Stell dich bitte als Erstes kurz vor. 
Mein Name ist Valentyn, Valentyn Nevmerzytskyi und ich bin 16 Jahre alt. Ich wohne hier in Frauenfeld. 
 
Wo kommst du ursprünglich her? 
Ich komme aus Kiew, der Hauptstadt der Ukraine und ich habe da fast mein ganzes Leben lang gewohnt. Jeden Sommer war ich bei meinen Grosseltern. Die einen wohnen im Gebiet von Kiew und die anderen in Russland. Jeden Sommer habe ich sie besucht und wir haben da ein Haus.  
 
Wie sah dein Alltag aus, bevor der Krieg begonnen hat? 

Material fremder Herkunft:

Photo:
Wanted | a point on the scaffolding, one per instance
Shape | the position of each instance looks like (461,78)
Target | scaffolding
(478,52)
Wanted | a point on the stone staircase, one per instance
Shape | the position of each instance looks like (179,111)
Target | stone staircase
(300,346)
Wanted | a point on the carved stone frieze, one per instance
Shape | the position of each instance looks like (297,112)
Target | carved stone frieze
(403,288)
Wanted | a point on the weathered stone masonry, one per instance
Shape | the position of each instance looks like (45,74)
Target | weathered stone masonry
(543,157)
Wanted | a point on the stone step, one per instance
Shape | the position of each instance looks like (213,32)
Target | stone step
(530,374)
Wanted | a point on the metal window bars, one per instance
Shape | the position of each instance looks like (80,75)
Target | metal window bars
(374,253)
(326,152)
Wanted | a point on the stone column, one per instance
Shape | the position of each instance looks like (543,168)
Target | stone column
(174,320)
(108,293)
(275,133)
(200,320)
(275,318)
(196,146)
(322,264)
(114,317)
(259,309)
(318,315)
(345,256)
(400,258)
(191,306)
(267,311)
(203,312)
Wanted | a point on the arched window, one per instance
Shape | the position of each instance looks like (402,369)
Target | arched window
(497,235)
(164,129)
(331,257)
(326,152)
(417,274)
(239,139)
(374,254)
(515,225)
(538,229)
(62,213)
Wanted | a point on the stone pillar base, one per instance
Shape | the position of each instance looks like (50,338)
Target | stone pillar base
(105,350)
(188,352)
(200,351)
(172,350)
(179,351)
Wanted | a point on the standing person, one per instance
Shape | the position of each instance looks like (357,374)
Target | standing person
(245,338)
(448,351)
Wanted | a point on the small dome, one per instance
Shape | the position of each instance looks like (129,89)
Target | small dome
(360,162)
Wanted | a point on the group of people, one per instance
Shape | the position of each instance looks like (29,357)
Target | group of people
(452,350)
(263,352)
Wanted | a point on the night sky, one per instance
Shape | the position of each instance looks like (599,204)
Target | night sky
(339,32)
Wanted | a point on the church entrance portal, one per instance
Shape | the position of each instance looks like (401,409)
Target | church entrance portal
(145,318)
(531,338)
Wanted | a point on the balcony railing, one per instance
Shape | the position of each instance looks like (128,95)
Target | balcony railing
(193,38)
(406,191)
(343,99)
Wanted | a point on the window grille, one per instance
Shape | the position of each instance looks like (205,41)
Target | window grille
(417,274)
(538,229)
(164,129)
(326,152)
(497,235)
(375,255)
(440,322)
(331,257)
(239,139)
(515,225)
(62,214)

Vor dem Krieg, als ich etwas kleiner war, hatte ich sehr viele Hobbys. Also Schwimmen, Kung-Fu, Tanzen und vieles anderes. Aber später bin ich ein wenig mehr in Richtung Wissenschaft gegangen und habe an einem deutschen Gymnasium gelernt. Später bin ich in ein Mathegymnasium gegangen. Da lernt man viel Mathe, Physik und Informatik.  
 
Wann hast du realisiert, dass jetzt Krieg herrscht?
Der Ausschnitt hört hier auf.